Poseł Konfederacji Grzegorz Braun zabierając głos w debacie nad budżetem na 2021, nie miał założonej maseczki. Wcześniej Prezydium Sejmu przyjęło zalecenie, aby wszyscy obecni podczas obrad posłowie zasłonili twarze. Między reżyserem, a prowadzącą obrady wicemarszałek Małgorzatą Gosiewską doszło do sprzeczki.
Grzegorz Braun otrzymał wcześniej reprymendę od wicemarszałka Ryszarda Terleckiego, który zarzucił mu zakłócanie obrad izby. Poseł Konfederacji nie chciał jednak opuścić mównicy i kontynuował swoje wystąpienie. To spowodowało zarządzenie przerwy przez Terleckiego.
Po wznowieniu obrad głos postanowiła zabrać Mirosława Nykiel z Koalicji Obywatelskiej. Nie wyposażony w maseczkę Braun jednak nadal okupował mównicę, co spotkało się ze zdecydowaną reakcją posła Michała Gramatyka (KO). Kolega z klubu Nykiel postanowił odgrodzić posłankę od Brauna własnym ciałem.
— Pani poseł, zajmuje pani czas przeznaczony dla mnie — utyskiwał reżyser.
— Szanowny panie, proszę nie dokonywać inwazji na moją strefę intymną, posuwa się pan do rękoczynów, czy raczej tyłoczynów, panie pośle — zwrócił następnie uwagę politykowi Koalicji Obywatelskiej — Szanownie panie marszałku proszę wezwać straż marszałkowską, bo w tej sali dokonuje się czynów przestępczych już całkiem seryjnie — poprosił potem Terleckiego. Wicemarszałek ponownie ogłosił kolejną przerwę.
— Dziękuję panie marszałku, rozumiem, że straż jest w drodze — skomentował decyzję marszałka polityk Konfederacji.
Tego samego dnia doszło do kolejnej kuriozalnej sytuacji. W momencie, w którym na mównicy miał pojawić się poseł KO Aleksander Miszalski, prowadząca obrady Małgorzata Gosiewska spostrzegła, że Braun pochyla się z odsłoniętą twarzą nad pracownikiem Sejmu.

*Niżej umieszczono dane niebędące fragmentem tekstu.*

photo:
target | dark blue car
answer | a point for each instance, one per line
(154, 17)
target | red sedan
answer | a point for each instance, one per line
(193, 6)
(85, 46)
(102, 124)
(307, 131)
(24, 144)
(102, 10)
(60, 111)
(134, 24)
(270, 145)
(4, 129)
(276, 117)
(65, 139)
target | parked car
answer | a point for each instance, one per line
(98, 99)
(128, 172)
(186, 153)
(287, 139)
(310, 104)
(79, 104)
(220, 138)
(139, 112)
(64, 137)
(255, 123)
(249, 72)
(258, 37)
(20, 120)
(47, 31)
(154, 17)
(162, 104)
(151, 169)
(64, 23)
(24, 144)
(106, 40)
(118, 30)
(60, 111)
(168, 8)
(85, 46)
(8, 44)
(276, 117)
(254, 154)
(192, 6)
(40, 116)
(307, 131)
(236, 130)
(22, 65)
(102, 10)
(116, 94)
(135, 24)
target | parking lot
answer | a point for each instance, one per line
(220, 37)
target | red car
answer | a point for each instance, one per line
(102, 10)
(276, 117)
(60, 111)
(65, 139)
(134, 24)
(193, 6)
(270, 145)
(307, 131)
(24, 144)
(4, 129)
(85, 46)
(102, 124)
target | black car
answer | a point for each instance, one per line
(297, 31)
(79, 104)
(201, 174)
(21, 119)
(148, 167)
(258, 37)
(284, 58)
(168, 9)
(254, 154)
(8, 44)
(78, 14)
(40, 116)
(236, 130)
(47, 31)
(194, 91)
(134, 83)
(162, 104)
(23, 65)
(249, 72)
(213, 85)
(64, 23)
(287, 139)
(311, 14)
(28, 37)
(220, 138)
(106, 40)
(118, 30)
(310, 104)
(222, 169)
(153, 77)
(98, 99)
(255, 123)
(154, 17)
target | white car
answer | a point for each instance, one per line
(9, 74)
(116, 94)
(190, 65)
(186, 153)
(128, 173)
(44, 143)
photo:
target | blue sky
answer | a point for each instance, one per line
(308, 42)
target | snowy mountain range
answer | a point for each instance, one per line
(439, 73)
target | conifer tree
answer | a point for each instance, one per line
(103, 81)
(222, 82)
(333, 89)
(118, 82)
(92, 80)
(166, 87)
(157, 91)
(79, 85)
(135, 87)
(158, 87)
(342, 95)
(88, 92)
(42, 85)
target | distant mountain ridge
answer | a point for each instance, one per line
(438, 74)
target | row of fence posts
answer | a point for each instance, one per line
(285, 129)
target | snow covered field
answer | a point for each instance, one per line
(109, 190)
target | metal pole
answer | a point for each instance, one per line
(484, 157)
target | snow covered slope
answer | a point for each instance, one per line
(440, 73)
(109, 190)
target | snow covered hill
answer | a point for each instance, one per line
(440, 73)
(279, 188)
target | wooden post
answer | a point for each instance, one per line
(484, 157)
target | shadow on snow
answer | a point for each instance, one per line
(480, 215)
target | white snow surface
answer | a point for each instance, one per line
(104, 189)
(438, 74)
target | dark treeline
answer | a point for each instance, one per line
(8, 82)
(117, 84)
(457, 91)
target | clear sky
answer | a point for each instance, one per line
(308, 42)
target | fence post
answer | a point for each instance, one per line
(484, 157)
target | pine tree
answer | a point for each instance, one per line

— Panie pośle Braun, proszę się nie pochylać nad pracownikami, którzy są zmuszeni do kontaktowania się z panem bez maseczki — poinstruowała Gosiewska. — Proszę nie narażać pracownika na zakażenie, proszę założyć maseczkę albo odejść.
— Proszę wykonywać swoje obowiązki. Do pani obowiązków nie należy instruowanie posłów, co do ich położenia na sali — odpowiedział jej Konfederata. — Pani swoją obecnością tutaj, narusza powagę wysokiej izby. Pani marszałek Gosiewska narusza pani powagę tej izby swoim istnieniem w tej izbie, swoim tutaj zachowaniem — stwierdził.
Gosiewska skwitowała, że „pozostawi to bez komentarza”, a nieposłuszny polityk Konfederacji „sam sobie wystawia laurkę”:
— Cham! — dodała na zakończenie wicemarszałek Sejmu.
W porządku środowego posiedzenia sejmu był projekt ustawy budżetowej na 2021 rok oraz nowela tegorocznego budżetu, która zakłada deficyt na poziomie prawie 110 mld zł. W projekcie przyszłorocznego budżetu założono, że deficyt sięgnie ponad 80 mld zł.